Dans un courrier en date du 30 janvier, le gérant de la SCI a communiqué à ses actionnaires - en vue de la tenue de l’Assemblée Générale Extraordinaire (AGE) du 13 février - « le plan de l’aménagement d’une salle des ventes de 250 m2 environ et de stockage dans les locaux de la S.C.I Drouot Immobilier ». Le courrier indique également que le montant estimé des travaux est de 450 000 à 500 000 euros.

Mais pour enclencher la procédure (et obtenir notamment le mandat de vente), les actionnaires de la SCI Drouot vont être amenés à voter lors de l’AGE pour se prononcer, sur la vente de Drouot-Montmartre , sur le prix de vente (on parle de 10 M€) et sur la réalisation des travaux. Or, petite subtilité, « la grande majorité des actionnaires de la SCI sont les commissaires-priseurs qui exerçaient en 2002* (Paul Renaud, Eric Beaussant et Pierre-Yves Lefèvre, Thierry de Maigret, Jean-Claude Binoche, Claude Boisgirard, Marc Ferri… ) dont un certain nombre sont en retraite. La jeune génération dont je fais partie avec Etienne de Baecque, Damien Leclère, Rodolphe Tessier, Vincent Sarrou…, qui représente la moitié de Drouot, n’a pas de part dans cette SCI et ne sera donc pas appelée à voter », précise Alexandre Giquello.
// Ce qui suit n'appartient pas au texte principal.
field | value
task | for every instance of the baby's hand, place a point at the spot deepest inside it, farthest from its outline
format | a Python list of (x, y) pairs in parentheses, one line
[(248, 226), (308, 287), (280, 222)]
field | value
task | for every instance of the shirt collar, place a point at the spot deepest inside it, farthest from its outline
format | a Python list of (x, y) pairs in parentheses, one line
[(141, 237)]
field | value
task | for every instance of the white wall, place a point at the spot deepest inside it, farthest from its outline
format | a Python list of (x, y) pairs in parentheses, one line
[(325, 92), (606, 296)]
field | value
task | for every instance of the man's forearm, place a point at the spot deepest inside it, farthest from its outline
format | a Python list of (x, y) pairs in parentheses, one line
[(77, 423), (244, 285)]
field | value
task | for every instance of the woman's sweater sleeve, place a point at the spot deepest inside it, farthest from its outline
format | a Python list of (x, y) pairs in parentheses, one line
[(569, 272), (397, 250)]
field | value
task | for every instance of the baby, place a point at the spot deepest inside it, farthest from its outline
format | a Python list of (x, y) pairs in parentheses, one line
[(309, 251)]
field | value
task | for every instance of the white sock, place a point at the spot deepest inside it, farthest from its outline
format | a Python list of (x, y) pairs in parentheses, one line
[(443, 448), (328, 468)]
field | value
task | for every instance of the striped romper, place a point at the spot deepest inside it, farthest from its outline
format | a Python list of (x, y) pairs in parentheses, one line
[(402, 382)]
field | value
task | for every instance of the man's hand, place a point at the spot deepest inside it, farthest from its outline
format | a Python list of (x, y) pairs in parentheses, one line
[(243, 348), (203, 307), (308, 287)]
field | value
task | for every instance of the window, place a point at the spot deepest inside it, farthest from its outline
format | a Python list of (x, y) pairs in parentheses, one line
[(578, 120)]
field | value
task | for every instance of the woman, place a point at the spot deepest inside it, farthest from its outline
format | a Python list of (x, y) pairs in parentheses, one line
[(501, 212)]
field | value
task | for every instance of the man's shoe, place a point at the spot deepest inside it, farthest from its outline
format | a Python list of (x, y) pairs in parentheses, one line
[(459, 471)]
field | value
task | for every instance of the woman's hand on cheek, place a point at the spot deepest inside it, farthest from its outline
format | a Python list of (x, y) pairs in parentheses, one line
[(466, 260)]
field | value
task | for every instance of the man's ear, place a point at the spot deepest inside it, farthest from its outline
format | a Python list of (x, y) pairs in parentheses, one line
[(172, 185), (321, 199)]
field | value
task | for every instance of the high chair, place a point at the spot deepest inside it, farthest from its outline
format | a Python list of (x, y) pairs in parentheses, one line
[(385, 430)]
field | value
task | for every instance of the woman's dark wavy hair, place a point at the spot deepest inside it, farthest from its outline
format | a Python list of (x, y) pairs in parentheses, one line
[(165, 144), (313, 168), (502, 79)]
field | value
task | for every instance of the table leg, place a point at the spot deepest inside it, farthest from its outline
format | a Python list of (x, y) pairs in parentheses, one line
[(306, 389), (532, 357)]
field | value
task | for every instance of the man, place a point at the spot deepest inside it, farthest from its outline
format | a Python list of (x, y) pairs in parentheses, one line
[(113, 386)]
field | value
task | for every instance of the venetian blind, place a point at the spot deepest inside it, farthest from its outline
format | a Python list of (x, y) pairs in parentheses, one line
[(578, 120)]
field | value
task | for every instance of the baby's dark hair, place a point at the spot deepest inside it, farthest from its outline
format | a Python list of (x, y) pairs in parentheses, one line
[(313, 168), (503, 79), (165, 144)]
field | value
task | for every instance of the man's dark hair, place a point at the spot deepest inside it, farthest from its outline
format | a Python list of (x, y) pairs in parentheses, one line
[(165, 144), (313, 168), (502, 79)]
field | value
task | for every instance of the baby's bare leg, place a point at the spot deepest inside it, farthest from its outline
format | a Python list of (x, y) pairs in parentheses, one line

« En grande majorité, les actionnaires de la SCI sont plutôt d’accord avec ces projets. On ne peut pas continuer à perdre de l’argent comme ça », s’exclame Pierre-Marie Rogeon. « Même pour nous, Drouot Patrimoine, ça n’a plus de sens de conserver cet espace », confie Alexandre Giquello, avant d’ajouter : « quant au projet de la Plaine Saint-Denis, le conseil de Drouot Patrimoine, dont, je le rappelle, la moitié des actionnaires ne sont pas actionnaires de la SCI, ne s’est pas encore positionné. Si le projet nous convient, nous louerons des salles là-bas. A moins que nous trouvions un autre local, plus propice ».

D’autres commissaires-priseurs sont plus sceptiques. « La Plaine Saint-Denis, c’est bien sympathique mais vendre au milieu des carcasses de véhicules, c’est pas terrible », s’insurge l’un d’entre eux. Quant à Alexandre Millon (OVV Millon), il estime que ce choix n’est pas logique. « On ne peut pas souhaiter d’un côté que Drouot-Richelieu augmente son standing et dans le même temps, vouloir éliminer le lieu où les plus petits objets étaient vendus. Se pose la question de savoir quelle ambition donner à tous ces lots laissés pour compte car ils sont appelés à devenir le haut de gamme de Drouot-Montmartre et je ne suis pas sûr que la Plaine Saint-Denis soit le meilleur endroit pour les disperser ».

informations* Le monopole des commissaires-priseurs en France a pris fin avec la loi du 10 juillet 2000. Elle leur a donné deux ans (jusqu’au 10 juillet 2002) pour se conformer à la nouvelle législation, c'est-à-dire se transformer en sociétés commerciales pour ceux qui souhaitaient exercer des ventes volontaires. La Chambre des commissaires-priseurs a été dissoute et Drouot Holding, devenu depuis Drouot Patrimoine, a été créé, avec toutes ses filiales. Cependant, la SCI Drouot Immobilier est restée un organe à part. Les commissaires-priseurs en fonction à l’époque étaient tous détenteurs de parts dans cette SCI. Des parts relativement lucratives, qu’ils se gardent bien de vendre.